Benin-Niger : les préalables à la réouverture des frontières

La réouverture prochaine de la frontière entre le Bénin et le Niger semble désormais n’être plus qu’une question de temps. Fermé dans le sillage des tensions diplomatiques consécutives au coup d’État de juillet 2023 à Niamey, ce corridor stratégique, vital pour les échanges humains et commerciaux entre les deux pays, pourrait bientôt retrouver son activité. Mais les discussions tenues à Cotonou les 20 et 21 juin 2026 montrent que le Niger ne souhaite pas seulement rouvrir une frontière : il entend redéfinir les bases mêmes de sa relation sécuritaire avec son voisin béninois.

En fixant deux conditions qualifiées d’« absolues » et de « non négociables », le général Mohamed Toumba, ministre nigérien de l’Intérieur, a donné le ton. Derrière l’apparente technicité des exigences formulées se cache en réalité une profonde recomposition des rapports de confiance dans l’espace sahélien.

La première condition porte sur la signature d’un accord consacrant le principe de la non-utilisation du territoire d’un État contre l’autre. Formulée de manière simple, cette exigence traduit les inquiétudes persistantes des autorités nigériennes depuis leur rupture avec plusieurs partenaires occidentaux et leur retrait de certaines architectures régionales de sécurité.

Pour Niamey, il ne s’agit pas seulement d’une clause diplomatique classique. Le Niger cherche à obtenir une garantie politique et militaire que son territoire ne servira pas de théâtre d’opérations indirectes, et que celui de ses voisins ne pourra être utilisé contre lui. Cette demande reflète une méfiance née des crises régionales récentes, mais aussi la volonté de la junte nigérienne de sécuriser son environnement immédiat.

La seconde condition apparaît encore plus significative. Le Niger réclame une transparence totale sur les forces étrangères présentes à proximité de sa frontière ainsi que la création d’une cellule bilatérale de fusion du renseignement. Là encore, la portée dépasse largement le cadre bénino-nigérien.
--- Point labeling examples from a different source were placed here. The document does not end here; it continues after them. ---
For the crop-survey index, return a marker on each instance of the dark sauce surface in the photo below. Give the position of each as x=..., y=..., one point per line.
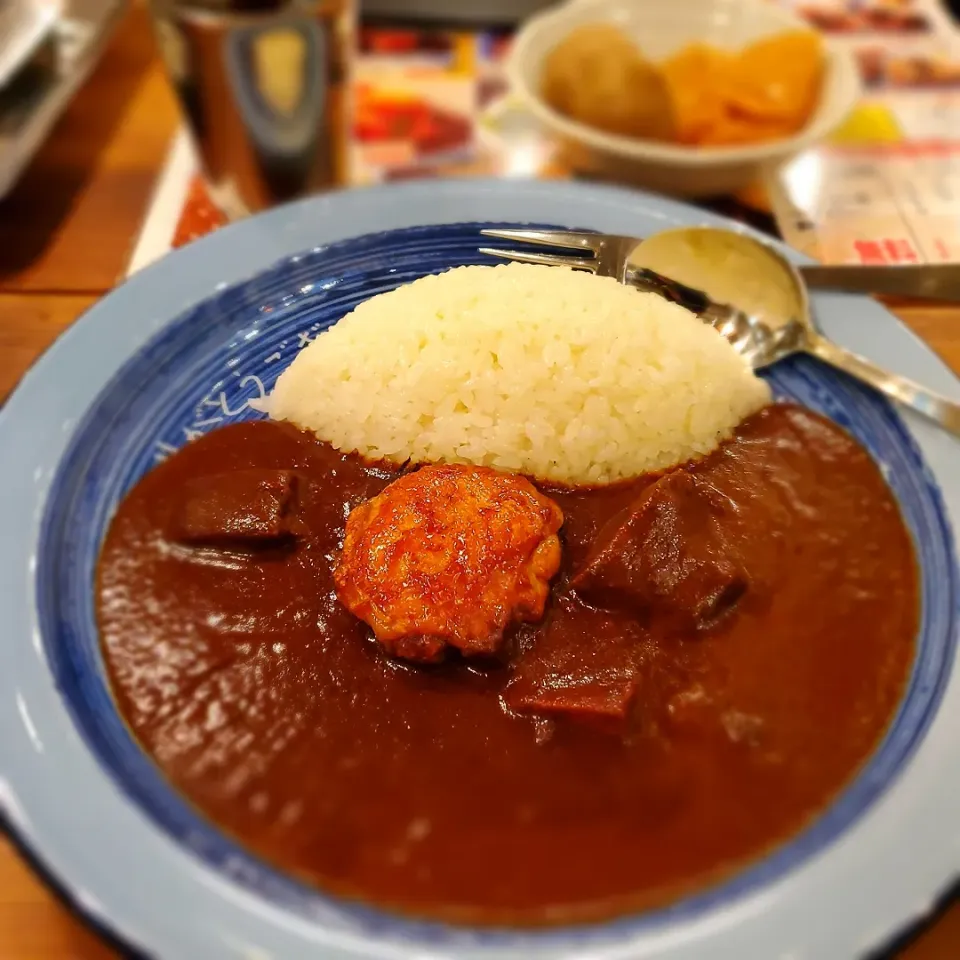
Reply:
x=421, y=788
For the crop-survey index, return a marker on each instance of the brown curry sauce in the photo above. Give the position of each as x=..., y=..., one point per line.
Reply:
x=465, y=791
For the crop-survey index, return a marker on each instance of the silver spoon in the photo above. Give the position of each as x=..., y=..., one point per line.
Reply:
x=773, y=318
x=707, y=269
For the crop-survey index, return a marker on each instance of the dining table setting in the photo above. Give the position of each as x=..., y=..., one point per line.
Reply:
x=159, y=203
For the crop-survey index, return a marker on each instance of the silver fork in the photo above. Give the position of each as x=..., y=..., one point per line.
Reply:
x=763, y=337
x=610, y=257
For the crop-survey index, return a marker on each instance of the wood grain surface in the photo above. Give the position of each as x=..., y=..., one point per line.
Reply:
x=65, y=235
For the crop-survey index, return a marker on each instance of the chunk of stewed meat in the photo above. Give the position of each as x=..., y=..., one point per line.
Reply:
x=584, y=668
x=234, y=509
x=665, y=558
x=448, y=557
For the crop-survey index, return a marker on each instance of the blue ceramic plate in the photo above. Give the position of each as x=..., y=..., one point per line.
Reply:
x=182, y=349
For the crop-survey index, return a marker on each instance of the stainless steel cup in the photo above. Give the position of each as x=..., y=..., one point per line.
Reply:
x=264, y=88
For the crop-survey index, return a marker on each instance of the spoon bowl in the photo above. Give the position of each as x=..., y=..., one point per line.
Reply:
x=772, y=318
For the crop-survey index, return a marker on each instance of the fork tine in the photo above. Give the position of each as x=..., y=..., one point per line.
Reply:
x=544, y=259
x=576, y=239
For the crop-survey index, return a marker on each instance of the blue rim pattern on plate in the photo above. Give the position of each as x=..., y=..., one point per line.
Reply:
x=202, y=369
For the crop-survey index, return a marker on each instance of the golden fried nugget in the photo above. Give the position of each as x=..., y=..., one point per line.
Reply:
x=777, y=79
x=696, y=78
x=598, y=77
x=449, y=556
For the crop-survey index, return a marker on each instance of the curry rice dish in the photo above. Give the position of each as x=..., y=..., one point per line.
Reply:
x=431, y=660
Depuis plusieurs années, la présence de partenaires militaires étrangers dans certains pays d’Afrique de l’Ouest est devenue un sujet de friction politique. En exigeant une visibilité complète sur les dispositifs étrangers déployés près de ses frontières, Niamey cherche à réduire toute zone d’incertitude stratégique. Autrement dit, le Niger veut savoir précisément qui opère dans son voisinage immédiat, avec quels moyens et dans quelles missions.

L’autre volet, relatif au partage du renseignement, répond à une préoccupation plus opérationnelle. Les groupes armés qui sévissent dans la région ignorent les frontières administratives. Les attaques dans la zone dite des « trois frontières » ont démontré depuis longtemps que les réponses purement nationales atteignent rapidement leurs limites. La création d’une cellule commune pourrait ainsi permettre un échange plus rapide des informations, une meilleure coordination des opérations et une surveillance renforcée des mouvements transfrontaliers.

Au-delà des considérations militaires, ces discussions révèlent une évolution notable de la posture nigérienne. Alors que les relations entre Cotonou et Niamey ont traversé l’une des plus graves crises de leur histoire récente, les autorités des deux pays semblent désormais privilégier une logique pragmatique. Les intérêts économiques jouent évidemment un rôle majeur.

La fermeture de la frontière a lourdement affecté les populations des deux côtés. Le Niger, pays enclavé, a vu certaines chaînes d’approvisionnement perturbées. Les commerçants béninois, notamment dans les régions du nord, ont également subi les conséquences du ralentissement des échanges. La réouverture est donc attendue avec impatience par les opérateurs économiques comme par les populations frontalières.

Toutefois, le message envoyé par Niamey est clair : le retour à la normale ne signifiera pas un retour au statu quo d’avant-crise. Les autorités nigériennes souhaitent inscrire leur coopération avec le Bénin dans un cadre plus formalisé, davantage centré sur les impératifs de souveraineté et de sécurité.

En réalité, la rencontre de Cotonou pourrait marquer bien plus que la réouverture d’un poste-frontière. Elle pourrait constituer l’acte fondateur d’un nouveau partenariat sécuritaire entre deux États condamnés par la géographie à coopérer. Reste désormais à savoir si les discussions techniques permettront de transformer ces exigences en mécanismes concrets. Si tel est le cas, la réouverture de Malanville pourrait devenir le symbole d’une réconciliation diplomatique, mais aussi d’une nouvelle architecture de confiance entre Cotonou et Niamey.